I went down the stairs, too fast maybe, because as I passed the U-shaped sofa in the salon I had to grab the edge of the table. Vomit filled my mouth. I staggered into the kitchen and puked into the sink. The fancy faucet ran as though it was last used yesterday; I rinsed my mouth, hoping I hadn’t puked up the magic powder. In fact it really was a hell of a mess down here, you could see we took off back home in a hurry: two crumpled-up swimsuits of Aaron’s; dishes, washed but not put away; tools I had no idea we’d ever used. On the dining table, an open bottle of uncorked rosé.
How sick was Aaron? How unwelcome was this surprise now? What was I supposed to tell them about the father of my child?
Beyond the salon was a guest cabin you had to pass through to get to the master suite, a roomy sluice with two sofa beds, never used, ditto the smallish shower cubicle. I squeezed through it and opened the door at the other end. Only now did I smell my own puke-breath: a heavy, sweet-rotten smell. A few steps later I reached the bed; on it was a pair of high heels and, unfortunately, just a thin sheet. I dropped the water bottle, sank onto my left side and buried my head into one of the pillows. I lay there for only thirty seconds, until I nearly suffocated.
So would it be “all’s well that ends well” after all? Would a grandpa and a mother alone be enough to make this work?

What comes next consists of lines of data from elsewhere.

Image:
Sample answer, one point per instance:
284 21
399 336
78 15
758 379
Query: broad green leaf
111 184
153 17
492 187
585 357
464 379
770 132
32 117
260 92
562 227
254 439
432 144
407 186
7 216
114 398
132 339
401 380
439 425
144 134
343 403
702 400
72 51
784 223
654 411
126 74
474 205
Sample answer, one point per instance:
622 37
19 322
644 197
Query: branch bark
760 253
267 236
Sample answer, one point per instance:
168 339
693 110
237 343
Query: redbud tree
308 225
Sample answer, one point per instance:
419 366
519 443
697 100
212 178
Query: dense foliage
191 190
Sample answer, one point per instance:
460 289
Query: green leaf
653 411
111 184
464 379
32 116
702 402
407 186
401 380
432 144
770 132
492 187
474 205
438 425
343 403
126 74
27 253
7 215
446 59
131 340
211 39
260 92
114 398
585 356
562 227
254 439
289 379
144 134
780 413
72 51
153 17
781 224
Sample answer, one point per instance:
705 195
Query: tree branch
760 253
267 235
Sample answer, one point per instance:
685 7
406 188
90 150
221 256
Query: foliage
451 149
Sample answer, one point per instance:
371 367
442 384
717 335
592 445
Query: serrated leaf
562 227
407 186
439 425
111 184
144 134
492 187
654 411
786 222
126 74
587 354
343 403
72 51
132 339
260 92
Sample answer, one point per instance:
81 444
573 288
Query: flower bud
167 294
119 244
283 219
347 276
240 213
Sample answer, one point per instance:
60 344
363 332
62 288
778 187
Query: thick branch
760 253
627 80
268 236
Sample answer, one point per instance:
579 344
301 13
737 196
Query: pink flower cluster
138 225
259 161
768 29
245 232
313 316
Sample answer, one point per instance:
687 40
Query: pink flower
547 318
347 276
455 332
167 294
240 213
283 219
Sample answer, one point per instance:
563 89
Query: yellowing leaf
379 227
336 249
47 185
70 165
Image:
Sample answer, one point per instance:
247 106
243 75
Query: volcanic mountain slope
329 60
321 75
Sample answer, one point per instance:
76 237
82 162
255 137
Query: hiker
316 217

Don’t think, just relax. I took my head out from under the pillow. God, what a smell. The sound of the seagulls, the rustle of the waves in the bay farther up, the traffic on the quay had all but vanished, and I sank away as though gravity doubled over on itself; I was driving in a car along dark, narrow roads, familiar surroundings, it looked like the campus, I plowed the Alfa through arid farmland, it was rough going, the wheels got stuck, strangely enough I became incredibly tired. In the distance I saw someone whom I recognized as Aaron, his bald head gleaming in the moonlight, shining over the sand beds like a second moon. He looked happy, his sheepskin coat was wide open. “Where have you been?” he called out.
It felt like I’d slept for hours, but was probably more like a few comatose minutes. The headache spread to my shoulders and neck, I turned my head the other way.
Maybe it was that unreal smell that drew my eyes along the glossy wood of the wardrobes toward the floor, the hesitant start of an exploratory glance. A piece of clothing caught my eye, it lay like a red river of fabric on the cream-colored carpeting. Intriguing, that hundredth of a second, the fraction during which unsuspecting becomes suspecting. Your brain sends SOS messages at neuron-speed to all parts of your body, to your muscles, your sweat glands, your heart, your lungs — I had to catch my breath. My eyes followed that river upstream: the coat — it was a heavy red coat — was lodged in the matt-glass bathroom door, forcing it ajar. It did not belong there. I kept staring at it, paralyzed. I lay there for six months, maybe even a year, my eyes glued to that coat — and then I slowly got up.